Gazans brace for a bitter confrontation with Israel
GAZA CITY -- Ahlam Masharawi, a mother of two, knew the Israeli shelling was close to her home by the way it rattled the thin corrugated metal ceiling.
She grabbed her 4-year-old son and bolted toward the front part of house, where a cement roof offered better protection.
A split second behind were her brother-in-law and sister-in-law, bringing Masharawi’s 11-month-old son, Omar, a cheerful baby who was just learning his first words.
Before the three could escape, a projectile tore through the roof and ignited a fireball in the room. Masharawi watched her badly burned brother-in-law stagger into the courtyard. But he was alone. Omar and her pregnant sister-in-law died in the flames.
Images of Omar’s lifeless body in his father’s arms quickly became the latest symbol of bloodshed in another unfolding military clash between Israel and Hamas.
Hours after burying her son Thursday, a stunned young mother still seemed unable to accept it.
“He was just a few steps behind,’’ she said softly. “He was right behind me.”
As the conflict entered its second day, such stories seemed to only heighten the anger in Gaza, where public support for the confrontation appears high so far.
“Hamas should keep on resisting and fighting,’’ said Mohamed Zyara, a Gaza City pet shop owner. “It’s the only way we can get our dignity back.”
Hamas leaders said they had no intention of backing down, even as Israel announced it was dispatching troops for a possible ground invasion.
“Israel started this war, but they won’t decide when it ends,’’ said Hamas spokesman Fawzi Barhoum, one of the few Hamas leaders who dared to emerge from hiding Thursday due to concerns that Israel might target them.

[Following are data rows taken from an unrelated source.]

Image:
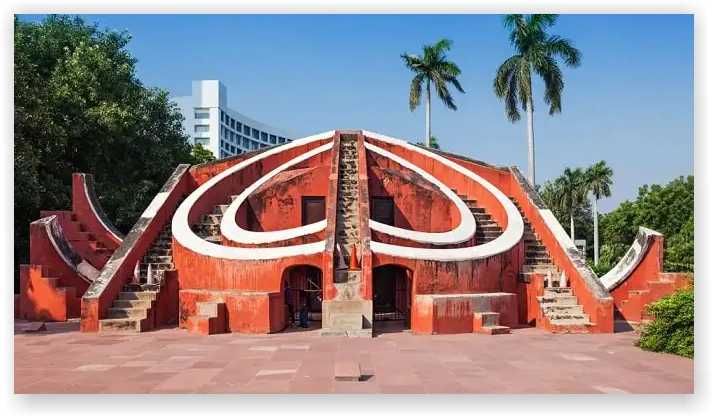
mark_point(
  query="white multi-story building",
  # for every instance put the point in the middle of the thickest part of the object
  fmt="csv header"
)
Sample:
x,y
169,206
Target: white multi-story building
x,y
225,132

“We are in a real war and it will reshape the Palestinian-Israel conflict,’’ he said.
Israeli airstrikes killed another seven people Thursday, including four militants and three civilians, Palestinian officials said. That brought the death toll over two days to 15 with more than 125 wounded.
On the streets of Gaza City, the mood was tense, but there was no sense of panic. Many shops remained open. Children played soccer.
At the same time, most expected the situation to worsen in the coming days. Grocery stores reported that customers were stockpiling bread and supplies. On the road were trucks carrying mattresses and belongings of families opting to move out of neighborhoods they fear could draw Israeli fire.